Ponad 350 osób straci pracę po likwidacji Huty Szopienice

0
Podziel się:

W najbliższy poniedziałek akcjonariusze Huty
Metali Nieżelaznych Szopienice w Katowicach mają przesądzić o jej
likwidacji. Jeżeli nie znajdzie się inwestor, który kupi
produkcyjny majątek huty, pracę straci ponad 350 osób.

W najbliższy poniedziałek akcjonariusze Huty Metali Nieżelaznych Szopienice w Katowicach mają przesądzić o jej likwidacji. Jeżeli nie znajdzie się inwestor, który kupi produkcyjny majątek huty, pracę straci ponad 350 osób.

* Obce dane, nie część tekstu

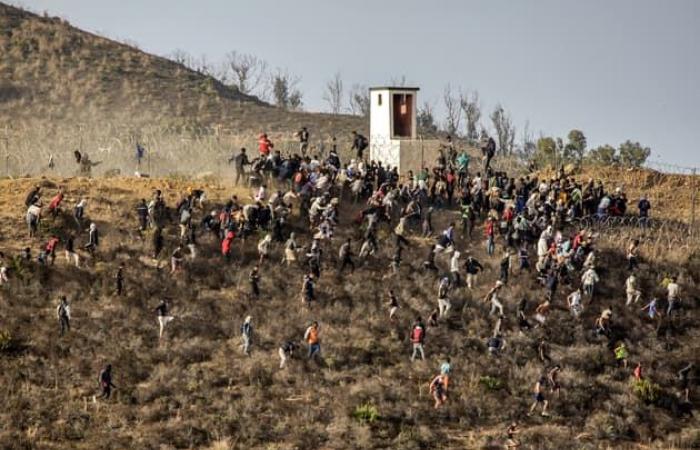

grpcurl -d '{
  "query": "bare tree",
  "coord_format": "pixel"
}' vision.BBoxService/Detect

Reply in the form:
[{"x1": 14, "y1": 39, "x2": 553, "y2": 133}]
[
  {"x1": 389, "y1": 75, "x2": 407, "y2": 86},
  {"x1": 520, "y1": 120, "x2": 536, "y2": 159},
  {"x1": 323, "y1": 72, "x2": 344, "y2": 114},
  {"x1": 170, "y1": 49, "x2": 195, "y2": 69},
  {"x1": 459, "y1": 90, "x2": 481, "y2": 144},
  {"x1": 490, "y1": 104, "x2": 516, "y2": 155},
  {"x1": 443, "y1": 84, "x2": 461, "y2": 136},
  {"x1": 417, "y1": 101, "x2": 438, "y2": 135},
  {"x1": 222, "y1": 51, "x2": 269, "y2": 96},
  {"x1": 270, "y1": 69, "x2": 303, "y2": 111},
  {"x1": 348, "y1": 84, "x2": 370, "y2": 117}
]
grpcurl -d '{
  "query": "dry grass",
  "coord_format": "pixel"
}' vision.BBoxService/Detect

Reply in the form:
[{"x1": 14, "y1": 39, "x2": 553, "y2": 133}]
[
  {"x1": 0, "y1": 3, "x2": 366, "y2": 177},
  {"x1": 0, "y1": 175, "x2": 697, "y2": 449}
]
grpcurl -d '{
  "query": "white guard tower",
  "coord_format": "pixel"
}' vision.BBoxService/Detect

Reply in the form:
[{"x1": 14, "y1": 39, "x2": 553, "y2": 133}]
[{"x1": 369, "y1": 86, "x2": 420, "y2": 172}]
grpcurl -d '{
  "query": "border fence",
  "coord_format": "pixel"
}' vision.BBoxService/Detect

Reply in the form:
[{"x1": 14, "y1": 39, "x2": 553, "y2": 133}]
[{"x1": 1, "y1": 123, "x2": 698, "y2": 238}]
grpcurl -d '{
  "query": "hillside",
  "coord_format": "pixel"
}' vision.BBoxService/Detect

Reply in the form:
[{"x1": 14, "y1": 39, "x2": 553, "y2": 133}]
[
  {"x1": 0, "y1": 174, "x2": 698, "y2": 449},
  {"x1": 0, "y1": 2, "x2": 366, "y2": 175}
]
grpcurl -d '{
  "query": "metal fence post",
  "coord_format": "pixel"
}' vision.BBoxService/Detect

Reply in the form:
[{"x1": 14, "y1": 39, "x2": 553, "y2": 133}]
[{"x1": 691, "y1": 168, "x2": 697, "y2": 237}]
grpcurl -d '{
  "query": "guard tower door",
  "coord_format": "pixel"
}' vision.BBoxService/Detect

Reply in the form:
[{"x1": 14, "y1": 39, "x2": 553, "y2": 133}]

"Skierowaliśmy informację o możliwości nabycia zorganizowanej części przedsiębiorstwa do ponad 60 potencjalnych inwestorów branżowych z całego świata. Wkrótce spotkamy się z kilkoma z nich. Wierzę, że uda się znaleźć inwestora" - zadeklarował w czwartek prezes spółki, Wojciech Palukiewicz.

W to, że uda się znaleźć chętnego na wyceniany na ok. 95 mln zł (wartość księgowa) produkcyjny majątek huty wierzą też działające w hucie związki zawodowe. Ich przedstawiciele wskazują na błędy w zarządzaniu i niewykorzystanie szans rozwojowych, które - ich zdaniem - doprowadziły hutę do obecnej sytuacji.

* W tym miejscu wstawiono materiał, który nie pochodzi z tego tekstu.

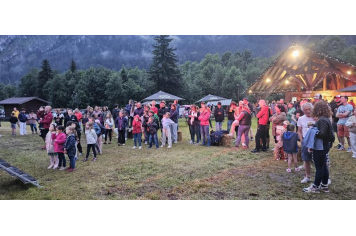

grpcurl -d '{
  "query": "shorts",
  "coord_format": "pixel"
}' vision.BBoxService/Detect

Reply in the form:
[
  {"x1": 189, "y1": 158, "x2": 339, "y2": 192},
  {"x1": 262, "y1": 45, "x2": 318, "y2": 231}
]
[
  {"x1": 302, "y1": 146, "x2": 313, "y2": 162},
  {"x1": 337, "y1": 124, "x2": 349, "y2": 137},
  {"x1": 11, "y1": 124, "x2": 16, "y2": 129},
  {"x1": 332, "y1": 121, "x2": 337, "y2": 133}
]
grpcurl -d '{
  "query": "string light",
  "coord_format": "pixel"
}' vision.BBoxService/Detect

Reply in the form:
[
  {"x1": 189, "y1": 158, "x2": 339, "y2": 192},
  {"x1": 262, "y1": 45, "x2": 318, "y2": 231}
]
[
  {"x1": 266, "y1": 78, "x2": 271, "y2": 83},
  {"x1": 347, "y1": 70, "x2": 352, "y2": 75},
  {"x1": 292, "y1": 50, "x2": 300, "y2": 57}
]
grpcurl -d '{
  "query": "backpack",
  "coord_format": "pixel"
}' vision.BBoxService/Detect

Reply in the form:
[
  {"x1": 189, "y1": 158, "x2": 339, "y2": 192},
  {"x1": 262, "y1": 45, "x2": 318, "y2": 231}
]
[{"x1": 210, "y1": 130, "x2": 229, "y2": 145}]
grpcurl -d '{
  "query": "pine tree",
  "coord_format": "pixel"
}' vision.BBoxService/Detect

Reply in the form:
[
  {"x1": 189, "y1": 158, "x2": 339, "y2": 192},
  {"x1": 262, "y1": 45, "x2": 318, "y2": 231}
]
[
  {"x1": 70, "y1": 59, "x2": 77, "y2": 73},
  {"x1": 149, "y1": 35, "x2": 182, "y2": 94},
  {"x1": 37, "y1": 59, "x2": 53, "y2": 99},
  {"x1": 120, "y1": 66, "x2": 128, "y2": 83}
]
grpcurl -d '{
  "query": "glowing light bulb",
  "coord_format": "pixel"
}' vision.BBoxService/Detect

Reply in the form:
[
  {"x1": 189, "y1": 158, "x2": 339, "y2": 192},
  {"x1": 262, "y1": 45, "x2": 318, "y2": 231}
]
[
  {"x1": 266, "y1": 78, "x2": 271, "y2": 83},
  {"x1": 249, "y1": 90, "x2": 252, "y2": 93},
  {"x1": 347, "y1": 70, "x2": 352, "y2": 75},
  {"x1": 286, "y1": 80, "x2": 290, "y2": 84},
  {"x1": 292, "y1": 50, "x2": 299, "y2": 57}
]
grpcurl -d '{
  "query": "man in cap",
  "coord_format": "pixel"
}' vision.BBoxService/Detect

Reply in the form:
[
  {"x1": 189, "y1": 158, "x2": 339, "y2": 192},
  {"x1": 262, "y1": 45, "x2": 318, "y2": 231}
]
[
  {"x1": 313, "y1": 93, "x2": 322, "y2": 104},
  {"x1": 336, "y1": 96, "x2": 353, "y2": 151}
]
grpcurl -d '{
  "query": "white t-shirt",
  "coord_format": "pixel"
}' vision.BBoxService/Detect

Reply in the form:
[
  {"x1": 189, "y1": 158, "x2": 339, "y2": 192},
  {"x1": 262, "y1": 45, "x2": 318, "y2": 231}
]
[{"x1": 297, "y1": 115, "x2": 316, "y2": 138}]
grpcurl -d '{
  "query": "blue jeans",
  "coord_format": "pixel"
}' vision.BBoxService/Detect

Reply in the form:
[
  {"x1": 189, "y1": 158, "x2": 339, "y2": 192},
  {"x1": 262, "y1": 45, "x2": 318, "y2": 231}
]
[
  {"x1": 236, "y1": 125, "x2": 250, "y2": 147},
  {"x1": 190, "y1": 125, "x2": 200, "y2": 143},
  {"x1": 149, "y1": 133, "x2": 159, "y2": 148},
  {"x1": 313, "y1": 143, "x2": 330, "y2": 186},
  {"x1": 68, "y1": 155, "x2": 75, "y2": 169},
  {"x1": 200, "y1": 125, "x2": 211, "y2": 146},
  {"x1": 215, "y1": 122, "x2": 223, "y2": 131},
  {"x1": 30, "y1": 124, "x2": 37, "y2": 133},
  {"x1": 227, "y1": 120, "x2": 233, "y2": 132},
  {"x1": 134, "y1": 133, "x2": 142, "y2": 147}
]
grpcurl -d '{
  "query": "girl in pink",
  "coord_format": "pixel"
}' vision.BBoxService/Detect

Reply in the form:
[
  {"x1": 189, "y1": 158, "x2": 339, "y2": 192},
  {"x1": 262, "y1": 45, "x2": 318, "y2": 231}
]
[
  {"x1": 46, "y1": 123, "x2": 58, "y2": 169},
  {"x1": 52, "y1": 125, "x2": 67, "y2": 170},
  {"x1": 198, "y1": 102, "x2": 211, "y2": 147}
]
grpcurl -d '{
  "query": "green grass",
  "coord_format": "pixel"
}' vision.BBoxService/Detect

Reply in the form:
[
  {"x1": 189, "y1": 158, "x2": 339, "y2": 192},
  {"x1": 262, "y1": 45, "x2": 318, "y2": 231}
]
[{"x1": 0, "y1": 118, "x2": 355, "y2": 200}]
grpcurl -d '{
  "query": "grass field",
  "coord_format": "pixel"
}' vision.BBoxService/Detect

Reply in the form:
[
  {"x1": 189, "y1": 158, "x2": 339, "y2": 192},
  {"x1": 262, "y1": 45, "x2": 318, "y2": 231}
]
[{"x1": 0, "y1": 118, "x2": 355, "y2": 200}]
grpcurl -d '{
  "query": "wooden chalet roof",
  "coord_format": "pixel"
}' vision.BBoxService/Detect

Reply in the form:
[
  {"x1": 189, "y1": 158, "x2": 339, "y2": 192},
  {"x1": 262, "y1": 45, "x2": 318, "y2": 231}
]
[
  {"x1": 246, "y1": 43, "x2": 356, "y2": 98},
  {"x1": 0, "y1": 97, "x2": 49, "y2": 105}
]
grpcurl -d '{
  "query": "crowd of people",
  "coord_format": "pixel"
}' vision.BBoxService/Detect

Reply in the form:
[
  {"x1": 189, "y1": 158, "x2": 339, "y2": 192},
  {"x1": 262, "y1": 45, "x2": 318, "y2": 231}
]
[{"x1": 2, "y1": 93, "x2": 356, "y2": 193}]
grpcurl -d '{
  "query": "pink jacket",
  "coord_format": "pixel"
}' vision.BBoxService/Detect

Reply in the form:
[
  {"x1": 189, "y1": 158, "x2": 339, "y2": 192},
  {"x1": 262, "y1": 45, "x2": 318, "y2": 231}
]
[
  {"x1": 52, "y1": 132, "x2": 66, "y2": 153},
  {"x1": 198, "y1": 110, "x2": 211, "y2": 126},
  {"x1": 45, "y1": 131, "x2": 55, "y2": 154}
]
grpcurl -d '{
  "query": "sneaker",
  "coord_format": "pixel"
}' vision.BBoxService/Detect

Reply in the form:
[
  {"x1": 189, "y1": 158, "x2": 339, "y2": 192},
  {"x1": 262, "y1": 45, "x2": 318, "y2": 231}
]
[
  {"x1": 303, "y1": 184, "x2": 320, "y2": 193},
  {"x1": 251, "y1": 149, "x2": 259, "y2": 153},
  {"x1": 352, "y1": 155, "x2": 356, "y2": 158},
  {"x1": 59, "y1": 167, "x2": 66, "y2": 171},
  {"x1": 139, "y1": 146, "x2": 142, "y2": 149},
  {"x1": 334, "y1": 143, "x2": 342, "y2": 149},
  {"x1": 242, "y1": 143, "x2": 246, "y2": 147},
  {"x1": 174, "y1": 141, "x2": 178, "y2": 144},
  {"x1": 286, "y1": 168, "x2": 291, "y2": 173},
  {"x1": 319, "y1": 184, "x2": 330, "y2": 193},
  {"x1": 271, "y1": 148, "x2": 275, "y2": 151},
  {"x1": 132, "y1": 146, "x2": 137, "y2": 149},
  {"x1": 122, "y1": 144, "x2": 125, "y2": 146},
  {"x1": 103, "y1": 142, "x2": 107, "y2": 144},
  {"x1": 53, "y1": 166, "x2": 58, "y2": 170},
  {"x1": 83, "y1": 158, "x2": 88, "y2": 162},
  {"x1": 92, "y1": 157, "x2": 97, "y2": 162},
  {"x1": 47, "y1": 165, "x2": 54, "y2": 169},
  {"x1": 67, "y1": 168, "x2": 75, "y2": 173},
  {"x1": 295, "y1": 167, "x2": 301, "y2": 172},
  {"x1": 250, "y1": 137, "x2": 254, "y2": 141},
  {"x1": 328, "y1": 179, "x2": 331, "y2": 185},
  {"x1": 79, "y1": 153, "x2": 83, "y2": 156},
  {"x1": 195, "y1": 143, "x2": 199, "y2": 146},
  {"x1": 338, "y1": 145, "x2": 345, "y2": 151},
  {"x1": 347, "y1": 147, "x2": 352, "y2": 152},
  {"x1": 148, "y1": 146, "x2": 152, "y2": 149},
  {"x1": 160, "y1": 145, "x2": 164, "y2": 148},
  {"x1": 188, "y1": 140, "x2": 193, "y2": 144},
  {"x1": 301, "y1": 177, "x2": 311, "y2": 183},
  {"x1": 144, "y1": 141, "x2": 148, "y2": 145},
  {"x1": 167, "y1": 146, "x2": 172, "y2": 148}
]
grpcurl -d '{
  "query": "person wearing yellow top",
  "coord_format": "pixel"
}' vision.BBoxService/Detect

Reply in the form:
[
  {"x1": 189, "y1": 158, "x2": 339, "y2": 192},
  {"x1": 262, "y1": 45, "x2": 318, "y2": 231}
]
[{"x1": 13, "y1": 107, "x2": 19, "y2": 118}]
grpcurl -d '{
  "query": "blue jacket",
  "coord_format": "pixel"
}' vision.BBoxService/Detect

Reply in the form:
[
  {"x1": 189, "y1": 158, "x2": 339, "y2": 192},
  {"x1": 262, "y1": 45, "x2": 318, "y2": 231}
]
[
  {"x1": 18, "y1": 113, "x2": 27, "y2": 122},
  {"x1": 115, "y1": 116, "x2": 128, "y2": 130},
  {"x1": 282, "y1": 131, "x2": 298, "y2": 154},
  {"x1": 302, "y1": 127, "x2": 323, "y2": 151},
  {"x1": 125, "y1": 104, "x2": 132, "y2": 116},
  {"x1": 64, "y1": 134, "x2": 76, "y2": 157},
  {"x1": 93, "y1": 123, "x2": 101, "y2": 136}
]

Podczas czwartkowej konferencji prasowej prezes huty wskazał przyczyny, które skłoniły zarząd, a potem radę nadzorczą, do rekomendowania akcjonariuszom głosowania za nieprzedłużaniem dalszego istnienia spółki. Decyzja taka ma zapaść w poniedziałek. Kilka tygodni później zwołane będzie kolejne walne zgromadzenie akcjonariuszy, które formalnie ma zdecydować o likwidacji i jej zasadach. Dopiero potem załoga ma otrzymać wypowiedzenia.

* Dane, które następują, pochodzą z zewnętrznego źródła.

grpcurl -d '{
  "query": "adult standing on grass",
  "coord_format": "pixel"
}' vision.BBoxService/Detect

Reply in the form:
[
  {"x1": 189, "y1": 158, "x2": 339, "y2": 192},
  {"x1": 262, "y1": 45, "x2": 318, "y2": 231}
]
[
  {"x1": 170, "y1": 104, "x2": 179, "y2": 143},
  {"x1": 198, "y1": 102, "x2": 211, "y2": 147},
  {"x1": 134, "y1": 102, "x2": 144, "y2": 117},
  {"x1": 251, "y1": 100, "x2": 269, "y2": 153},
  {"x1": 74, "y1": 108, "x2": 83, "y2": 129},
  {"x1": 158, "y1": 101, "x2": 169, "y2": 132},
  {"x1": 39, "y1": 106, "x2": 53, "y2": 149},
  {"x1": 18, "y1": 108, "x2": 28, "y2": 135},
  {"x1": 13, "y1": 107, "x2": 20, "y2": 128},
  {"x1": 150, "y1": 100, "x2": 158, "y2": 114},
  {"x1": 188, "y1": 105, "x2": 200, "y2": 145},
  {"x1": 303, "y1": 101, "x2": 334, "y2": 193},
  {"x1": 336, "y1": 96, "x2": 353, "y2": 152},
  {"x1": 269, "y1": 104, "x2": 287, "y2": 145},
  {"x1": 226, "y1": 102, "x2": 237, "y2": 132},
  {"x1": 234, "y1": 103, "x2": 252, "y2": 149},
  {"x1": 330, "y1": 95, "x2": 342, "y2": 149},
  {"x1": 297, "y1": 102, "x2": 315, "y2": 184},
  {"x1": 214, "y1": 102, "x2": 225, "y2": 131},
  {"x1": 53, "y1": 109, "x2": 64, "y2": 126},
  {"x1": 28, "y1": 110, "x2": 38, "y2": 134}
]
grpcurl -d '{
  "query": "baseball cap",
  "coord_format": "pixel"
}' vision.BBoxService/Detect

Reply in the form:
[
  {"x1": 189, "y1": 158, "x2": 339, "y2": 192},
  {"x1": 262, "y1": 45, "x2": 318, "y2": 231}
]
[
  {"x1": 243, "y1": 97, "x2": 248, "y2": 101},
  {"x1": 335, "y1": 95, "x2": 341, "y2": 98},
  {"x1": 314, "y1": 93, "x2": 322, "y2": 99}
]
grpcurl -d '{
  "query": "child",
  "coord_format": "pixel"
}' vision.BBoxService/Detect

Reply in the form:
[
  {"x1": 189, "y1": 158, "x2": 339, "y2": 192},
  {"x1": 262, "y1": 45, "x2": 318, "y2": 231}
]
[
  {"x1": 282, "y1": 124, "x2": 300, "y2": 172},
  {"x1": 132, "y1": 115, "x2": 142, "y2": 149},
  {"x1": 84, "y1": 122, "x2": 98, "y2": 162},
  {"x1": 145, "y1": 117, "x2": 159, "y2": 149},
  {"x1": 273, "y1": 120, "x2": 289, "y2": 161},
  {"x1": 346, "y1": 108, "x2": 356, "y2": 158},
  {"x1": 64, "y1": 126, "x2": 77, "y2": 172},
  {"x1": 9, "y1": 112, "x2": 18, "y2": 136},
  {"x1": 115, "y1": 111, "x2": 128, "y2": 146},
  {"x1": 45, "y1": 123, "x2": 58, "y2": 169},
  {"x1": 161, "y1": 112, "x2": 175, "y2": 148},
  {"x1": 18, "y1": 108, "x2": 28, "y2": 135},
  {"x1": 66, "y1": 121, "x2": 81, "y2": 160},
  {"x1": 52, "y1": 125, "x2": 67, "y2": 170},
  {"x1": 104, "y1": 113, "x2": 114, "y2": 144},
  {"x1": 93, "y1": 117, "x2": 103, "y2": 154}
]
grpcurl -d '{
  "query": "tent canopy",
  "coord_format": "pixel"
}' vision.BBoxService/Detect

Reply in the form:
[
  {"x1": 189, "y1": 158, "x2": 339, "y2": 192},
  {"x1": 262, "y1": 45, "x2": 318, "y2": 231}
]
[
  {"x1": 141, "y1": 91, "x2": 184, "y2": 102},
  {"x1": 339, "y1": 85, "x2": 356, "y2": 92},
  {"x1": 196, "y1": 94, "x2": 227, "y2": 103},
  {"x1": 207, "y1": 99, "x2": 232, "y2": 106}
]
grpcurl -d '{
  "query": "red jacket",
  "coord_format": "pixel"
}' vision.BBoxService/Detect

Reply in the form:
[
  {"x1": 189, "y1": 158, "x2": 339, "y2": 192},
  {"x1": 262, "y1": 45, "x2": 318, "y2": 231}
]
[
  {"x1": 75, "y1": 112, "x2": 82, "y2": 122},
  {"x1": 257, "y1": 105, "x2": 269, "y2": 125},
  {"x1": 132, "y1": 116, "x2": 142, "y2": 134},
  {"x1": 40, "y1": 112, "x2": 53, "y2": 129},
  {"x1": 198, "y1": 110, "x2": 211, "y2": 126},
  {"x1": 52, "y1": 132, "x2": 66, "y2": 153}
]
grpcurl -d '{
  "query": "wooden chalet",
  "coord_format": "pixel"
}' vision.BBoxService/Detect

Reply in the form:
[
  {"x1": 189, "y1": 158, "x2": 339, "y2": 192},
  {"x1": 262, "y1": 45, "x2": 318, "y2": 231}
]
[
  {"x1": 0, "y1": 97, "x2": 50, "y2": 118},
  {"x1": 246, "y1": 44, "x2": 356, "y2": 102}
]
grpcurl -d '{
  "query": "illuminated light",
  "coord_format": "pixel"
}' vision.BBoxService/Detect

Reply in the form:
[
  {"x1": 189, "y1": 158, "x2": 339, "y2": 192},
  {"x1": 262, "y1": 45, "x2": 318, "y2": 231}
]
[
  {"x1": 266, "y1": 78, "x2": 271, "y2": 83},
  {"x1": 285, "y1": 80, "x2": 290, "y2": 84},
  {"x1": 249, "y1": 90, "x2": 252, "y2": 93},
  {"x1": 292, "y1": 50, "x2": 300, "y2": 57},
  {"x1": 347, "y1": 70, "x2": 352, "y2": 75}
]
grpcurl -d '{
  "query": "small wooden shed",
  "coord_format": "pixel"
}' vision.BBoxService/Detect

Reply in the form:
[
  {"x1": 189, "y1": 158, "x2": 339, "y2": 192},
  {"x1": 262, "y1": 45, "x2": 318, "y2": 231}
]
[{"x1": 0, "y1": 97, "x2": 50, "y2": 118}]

Na sytuację huty złożyła się m.in. strata spekulacyjna na kontraktach zawieranych w 2007 r. na giełdzie londyńskiej (55 mln zł), wzrost zadłużenia do ok. 140 mln zł oraz kosztów finansowych do 0,9 mln zł miesięcznie, ponad 90-procentowy wzrost cen miedzi (na jej zakup potrzebne są środki obrotowe) na światowych rynkach, rosnące ceny energii, a także umocnienie się złotego.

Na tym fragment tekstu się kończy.